Reception to follow.
Phillip Thurtle’s recent book, The Emergence of Genetic Rationality, analyzes the moment just before the emergence of genetic rationality at the turn of the twentieth century to explicate the technological, economic, cultural, and even narrative transformations necessary to make genetic thinking possible.
In describing this historical moment, The Emergence of Genetic Rationality addresses primary texts that range from horse breeding manuals to eugenics treatises, natural history tables to railway surveys, and novels to personal diaries. It draws on the work of figures as diverse as Thorstein Veblen, Jack London, Edith Wharton, William James, and Luther Burbank. The central figure, David Starr Jordan—naturalist, poet, eugenicist, educator—provides the book with a touchstone for deciphering the mode of rationality that genetics superseded.

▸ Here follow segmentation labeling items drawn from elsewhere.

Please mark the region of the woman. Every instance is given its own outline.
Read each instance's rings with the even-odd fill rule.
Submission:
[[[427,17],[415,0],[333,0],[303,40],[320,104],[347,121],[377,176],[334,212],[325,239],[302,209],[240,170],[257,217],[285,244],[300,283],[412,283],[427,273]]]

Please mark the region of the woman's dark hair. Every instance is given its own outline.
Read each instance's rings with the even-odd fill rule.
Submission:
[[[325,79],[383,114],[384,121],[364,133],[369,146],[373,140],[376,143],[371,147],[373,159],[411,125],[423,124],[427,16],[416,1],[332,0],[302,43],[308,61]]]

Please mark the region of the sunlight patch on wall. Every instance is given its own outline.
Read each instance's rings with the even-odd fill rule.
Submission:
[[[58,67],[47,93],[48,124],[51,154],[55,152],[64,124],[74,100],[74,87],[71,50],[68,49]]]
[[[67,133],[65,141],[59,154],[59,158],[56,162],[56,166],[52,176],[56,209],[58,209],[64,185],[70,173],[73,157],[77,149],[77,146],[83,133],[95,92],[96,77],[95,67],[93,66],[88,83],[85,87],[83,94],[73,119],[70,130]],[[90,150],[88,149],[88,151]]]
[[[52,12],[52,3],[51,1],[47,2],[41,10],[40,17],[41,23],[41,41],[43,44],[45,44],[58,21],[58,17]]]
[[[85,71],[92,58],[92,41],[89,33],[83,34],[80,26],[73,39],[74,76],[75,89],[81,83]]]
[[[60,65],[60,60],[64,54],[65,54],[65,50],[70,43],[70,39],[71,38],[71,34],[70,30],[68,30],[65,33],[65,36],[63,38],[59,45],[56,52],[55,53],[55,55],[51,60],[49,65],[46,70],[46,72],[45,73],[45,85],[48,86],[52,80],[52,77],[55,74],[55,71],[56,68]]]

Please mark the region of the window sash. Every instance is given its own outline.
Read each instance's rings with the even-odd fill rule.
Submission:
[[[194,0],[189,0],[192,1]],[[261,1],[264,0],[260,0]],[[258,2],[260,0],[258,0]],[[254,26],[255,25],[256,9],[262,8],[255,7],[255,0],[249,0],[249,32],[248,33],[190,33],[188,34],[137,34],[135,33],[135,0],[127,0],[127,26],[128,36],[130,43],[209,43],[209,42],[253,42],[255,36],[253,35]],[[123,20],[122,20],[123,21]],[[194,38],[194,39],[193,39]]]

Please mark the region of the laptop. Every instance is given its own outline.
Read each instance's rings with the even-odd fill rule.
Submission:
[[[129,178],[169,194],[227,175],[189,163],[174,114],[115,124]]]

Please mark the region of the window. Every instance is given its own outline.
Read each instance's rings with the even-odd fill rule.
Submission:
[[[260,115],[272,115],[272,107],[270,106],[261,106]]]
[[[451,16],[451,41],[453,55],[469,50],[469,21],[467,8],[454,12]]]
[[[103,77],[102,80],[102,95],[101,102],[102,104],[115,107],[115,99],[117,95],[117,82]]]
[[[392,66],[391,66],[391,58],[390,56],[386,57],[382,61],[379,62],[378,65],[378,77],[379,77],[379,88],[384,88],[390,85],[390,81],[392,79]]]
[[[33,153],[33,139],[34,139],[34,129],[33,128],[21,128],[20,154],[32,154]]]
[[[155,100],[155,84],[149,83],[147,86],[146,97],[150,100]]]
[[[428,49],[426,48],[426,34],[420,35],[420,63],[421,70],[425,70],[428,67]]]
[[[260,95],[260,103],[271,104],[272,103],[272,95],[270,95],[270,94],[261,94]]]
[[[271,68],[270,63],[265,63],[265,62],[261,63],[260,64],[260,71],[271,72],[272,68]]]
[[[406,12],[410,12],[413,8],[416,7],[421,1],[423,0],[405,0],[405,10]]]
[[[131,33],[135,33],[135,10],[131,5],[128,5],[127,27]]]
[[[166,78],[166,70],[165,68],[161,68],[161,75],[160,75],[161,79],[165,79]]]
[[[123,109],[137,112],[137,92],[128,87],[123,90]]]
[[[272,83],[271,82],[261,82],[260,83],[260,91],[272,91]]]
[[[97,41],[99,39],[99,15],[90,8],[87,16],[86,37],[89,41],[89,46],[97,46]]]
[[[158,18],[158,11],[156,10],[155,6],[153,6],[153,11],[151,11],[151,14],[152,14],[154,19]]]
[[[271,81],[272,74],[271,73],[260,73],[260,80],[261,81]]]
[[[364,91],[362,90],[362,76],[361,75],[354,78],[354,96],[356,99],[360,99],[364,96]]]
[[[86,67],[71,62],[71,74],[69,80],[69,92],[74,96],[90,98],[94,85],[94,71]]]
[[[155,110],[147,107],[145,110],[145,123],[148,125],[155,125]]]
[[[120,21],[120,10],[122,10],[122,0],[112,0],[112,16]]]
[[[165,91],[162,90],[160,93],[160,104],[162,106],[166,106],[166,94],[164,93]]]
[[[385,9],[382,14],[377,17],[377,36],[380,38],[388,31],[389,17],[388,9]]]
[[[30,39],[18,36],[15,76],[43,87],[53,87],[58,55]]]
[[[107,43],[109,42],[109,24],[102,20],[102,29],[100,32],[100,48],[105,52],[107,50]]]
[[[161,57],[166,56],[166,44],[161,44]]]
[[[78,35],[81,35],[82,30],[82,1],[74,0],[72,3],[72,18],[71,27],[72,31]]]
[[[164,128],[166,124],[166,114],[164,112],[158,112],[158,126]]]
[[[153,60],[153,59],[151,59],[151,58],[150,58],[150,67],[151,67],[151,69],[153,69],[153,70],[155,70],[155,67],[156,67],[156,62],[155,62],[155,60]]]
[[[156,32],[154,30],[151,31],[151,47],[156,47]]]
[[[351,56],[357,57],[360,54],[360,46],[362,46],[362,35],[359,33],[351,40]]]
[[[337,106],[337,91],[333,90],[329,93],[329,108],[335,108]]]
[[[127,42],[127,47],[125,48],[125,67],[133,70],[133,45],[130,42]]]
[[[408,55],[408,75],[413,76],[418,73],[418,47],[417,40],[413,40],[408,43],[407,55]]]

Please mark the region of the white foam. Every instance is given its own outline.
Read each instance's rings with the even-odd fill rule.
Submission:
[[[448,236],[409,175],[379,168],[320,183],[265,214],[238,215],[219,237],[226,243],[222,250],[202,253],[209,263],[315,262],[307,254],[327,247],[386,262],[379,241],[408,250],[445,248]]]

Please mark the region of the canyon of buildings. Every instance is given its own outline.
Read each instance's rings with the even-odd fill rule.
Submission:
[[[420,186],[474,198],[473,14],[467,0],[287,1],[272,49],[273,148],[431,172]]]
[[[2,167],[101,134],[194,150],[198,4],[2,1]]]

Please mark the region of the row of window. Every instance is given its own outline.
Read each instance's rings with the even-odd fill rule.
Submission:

Phillip Thurtle is assistant professor in the Comparative History of Ideas program. He is co-editor (with Robert Mitchell) of Data Made Flesh: Embodying Information (2003), Semiotic Flesh: Information and the Human Body (2002), and of the book series In Vivo: The Cultural Mediations of Biomedicine. Thurtle’s research focuses on identity and biology in the American eugenics movement, the use of new media in popular science, the material culture of information processing, comics and the affective-phenomenological domains of media, and the role of information processing technologies in biomedical research.